Les Dialogues des Carmélites, œuvre de Georges Bernanos transposée en opéra par Francis Poulenc, relate la tragédie des religieuses de Compiègne massacrées pendant la Révolution. Cette tragédie est magnifiquement portée à la scène du Théâtre des Champs-Élysées.
Les Français ont beau jeu de se rengorger devant leur Révolution : s’ils proclamèrent l’abolition des privilèges et conçurent la Déclaration des Droits de l’Homme, ils ont aussi bien vite, durant la Terreur, sécrété toutes les horreurs du totalitarisme et laissé la lie de la population prendre le pouvoir. Ils ont poussé la violence de l’idéologie révolutionnaire jusqu’aux extrêmes limites de la barbarie, piétiné la justice la plus élémentaire, et le Tribunal révolutionnaire, pour ne citer que lui, s’appuyant sur la Convention et le Comité de Salut public, préfigura les pires crimes du communisme et du fascisme.
Manifeste antitotalitaire
Le martyre des Carmélites de Compiègne est le plus éloquent symbole de cette barbarie et l’un des plus atroces effets de l’idéologie d’alors : on osa condamner à mort seize malheureuses femmes coupables seulement de croire en Dieu, de vivre leur foi dans la simplicité de leur couvent.
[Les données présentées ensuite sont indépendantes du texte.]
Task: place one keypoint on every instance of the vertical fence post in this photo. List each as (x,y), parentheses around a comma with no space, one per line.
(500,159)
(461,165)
On leur fit un crime de s’être maintenues en communauté et, ce faisant, de participer ainsi « à des rassemblements et conciliabules contre-révolutionnaires ». On les accusa de « correspondance fanatique » pour s’être adressées à quelque prêtre proscrit, de « conserver des écrits liberticides » pour avoir possédé les Évangiles. On leur reprocha de « nourrir en leur cœur le désir et l’espoir criminel de voir le peuple français remis aux fers de ses tyrans et la liberté engloutie dans les flots de sang que les infâmes machinations ont fait répandre au nom du Ciel ».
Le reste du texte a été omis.